Investitionen sind erforderlich, wenn ein Unternehmen auf der Höhe der Zeit bleiben will. Und wer sich im Rahmen der GKV-Regelversorgung bewegt, muss sich hier wiederum an Spielregeln halten, ohne die das System nicht funktionieren würde. Die in den letzten Jahren genutzte Kopplung von Zwang und Anreiz hat sich bewährt: Es werden harte Fristen gesetzt, bis zu denen bestimmte Dinge funktionieren müssen. Gleichzeitig wird die Anschaffung subventioniert, je früher die Anschaffung vor dem Termin erfolgt, um so mehr. Also ein System von Zuckerbrot und Peitsche. Wichtig scheint mir auch, dass genau abgewogen wird, welche Systeme zentral und staatlich organisiert sein sollen und welche wettbewerblich. Da das Gesundheitssystem ein begrenzter Markt ist, sind manche Dinge nicht gut wettbewerblich zu lösen (Beispiel Konnektoren - zu kleiner Markt, zu spezielle Anforderungen). Die Bemühungen um Interoperabilität werden künftig hoffentlich auch mehr Bewegung in die Landschaft bringen.

Die digitale Transformation erfordert auch Knowhow bei den Beschäftigten. Was muss für diesbezüglich bei der Aus- und Weiterbildung geschehen?
Mehr! Digitale Inhalte gehören in jede Ausbildung, in jedes Studium. Inzwischen gibt es erste Professuren für Digitale Medizin, davon braucht es mehr.
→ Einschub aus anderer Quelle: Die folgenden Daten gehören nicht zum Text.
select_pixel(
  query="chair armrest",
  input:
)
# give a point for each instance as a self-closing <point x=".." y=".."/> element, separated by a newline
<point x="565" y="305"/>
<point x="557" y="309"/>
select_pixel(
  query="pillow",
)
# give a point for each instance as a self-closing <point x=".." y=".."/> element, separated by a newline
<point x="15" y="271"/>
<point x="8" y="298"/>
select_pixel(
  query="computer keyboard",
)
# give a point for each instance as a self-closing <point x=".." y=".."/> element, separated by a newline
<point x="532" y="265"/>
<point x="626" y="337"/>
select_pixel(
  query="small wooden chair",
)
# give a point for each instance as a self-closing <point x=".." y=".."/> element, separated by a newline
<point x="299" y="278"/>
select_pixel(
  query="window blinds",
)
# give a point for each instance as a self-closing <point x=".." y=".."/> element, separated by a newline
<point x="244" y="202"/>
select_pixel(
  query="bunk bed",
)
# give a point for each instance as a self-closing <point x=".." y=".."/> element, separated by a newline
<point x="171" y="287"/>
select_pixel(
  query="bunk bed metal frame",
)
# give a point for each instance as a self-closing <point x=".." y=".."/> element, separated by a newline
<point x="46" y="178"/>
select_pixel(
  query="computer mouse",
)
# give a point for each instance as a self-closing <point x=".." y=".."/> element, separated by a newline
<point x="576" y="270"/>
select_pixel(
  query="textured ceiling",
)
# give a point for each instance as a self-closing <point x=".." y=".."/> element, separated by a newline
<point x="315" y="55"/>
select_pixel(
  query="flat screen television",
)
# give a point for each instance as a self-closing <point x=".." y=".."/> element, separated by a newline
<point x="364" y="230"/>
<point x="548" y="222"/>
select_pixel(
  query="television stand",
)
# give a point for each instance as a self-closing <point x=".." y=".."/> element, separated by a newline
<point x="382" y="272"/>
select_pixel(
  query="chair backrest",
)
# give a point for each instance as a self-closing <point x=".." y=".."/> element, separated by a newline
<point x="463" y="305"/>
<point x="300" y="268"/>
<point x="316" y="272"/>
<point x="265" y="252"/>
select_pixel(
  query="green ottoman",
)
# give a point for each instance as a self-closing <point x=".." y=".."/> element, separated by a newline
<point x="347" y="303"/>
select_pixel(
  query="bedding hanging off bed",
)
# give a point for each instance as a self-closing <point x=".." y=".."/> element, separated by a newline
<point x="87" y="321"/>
Ich halte allerdings wenig von eigenen Stunden zum Thema Digitalisierung, das muss sich einfach durch alle Themen durchziehen. Daher geht es mehr um zeitnahe Anpassung von Lehrinhalten. Dort wo Medizinstudierende bisher lernten, wie Arzneimittel verordnet werden, gehören jetzt eben auch die Digitalen Gesundheitsanwendungen mit auf den Lehrplan. Bei den Aktivierungsmöglichkeiten für Pflegebedürftige gibt es jetzt eben auch Digitale Angebote oder Robben mit Künstlicher Intelligenz, Logopäd:innen können ihre Angebote auch via Telemedizin einsetzen - also gehört der Überblick zu vorhandenen Angeboten mit in die Ausbildung. Nur wenn das ein selbstverständlicher Teil des Alltags ist, akzeptieren wir Digitalisierung. So wie unsere Smartphones uns gar nicht als Hochleistungscomputer (was sie im Verglich zu den Rechnern von 30 Jahren definitiv sind) entgegentreten, sondern als Alltagsgegenstand, den wir beherrschen.